Anomaly detection in time series data using BigQuery ML
Create an ARIMA model, then detect anomalies
Let’s say we have a time series dataset of the number of bicycles rented in London every day:
SELECT
EXTRACT(date from start_date) AS start_date,
COUNT(*) AS num_trips
FROM `bigquery-public-data.london_bicycles.cycle_hire`
GROUP BY start_date
How can we find unusual days in terms of the number of bicycle rentals?
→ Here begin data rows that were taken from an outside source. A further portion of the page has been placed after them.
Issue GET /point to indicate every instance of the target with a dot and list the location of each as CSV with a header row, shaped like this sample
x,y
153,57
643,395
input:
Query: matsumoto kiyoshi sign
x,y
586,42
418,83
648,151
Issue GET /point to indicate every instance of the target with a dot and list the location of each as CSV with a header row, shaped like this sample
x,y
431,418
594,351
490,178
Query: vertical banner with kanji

In BigQuery, all we need are two SQL statements.
1. ARIMA+ Model
First, create an ML model to predict the number of trips on future days using an ARIMA model:
CREATE OR REPLACE MODEL ch09eu.bicycle_daily_trips
OPTIONS(
model_type='arima_plus',
TIME_SERIES_DATA_COL='num_trips',
TIME_SERIES_TIMESTAMP_COL='start_date',
DECOMPOSE_TIME_SERIES=TRUE
)
AS (
SELECT
EXTRACT(date from start_date) AS start_date,
COUNT(*) AS num_trips
FROM `bigquery-public-data.london_bicycles.cycle_hire`
GROUP BY start_date
);
One key thing is that we ask the model to keep track of forecast errors during the modeling using DECOMPOSE_TIME_SERIES. This is so that we can turn around and ask to see the anomalies.
2. Detecting anomalies
Next, detect anomalies (unusual days):
SELECT *
FROM ML.DETECT_ANOMALIES(
MODEL ch09eu.bicycle_daily_trips,
STRUCT (0.95 AS anomaly_prob_threshold))
ORDER BY anomaly_probability DESC
LIMIT 10
The result?
Okay, the second item on the list is Christmas. But why was July 9, 2015 so unusual?
What happened in London on July 9, 2015?
Let’s ask Google.
Ah yes. The subway network was shutdown due to a strike. That’s why there was an unusually high number of bicycle rentals.
Enjoy!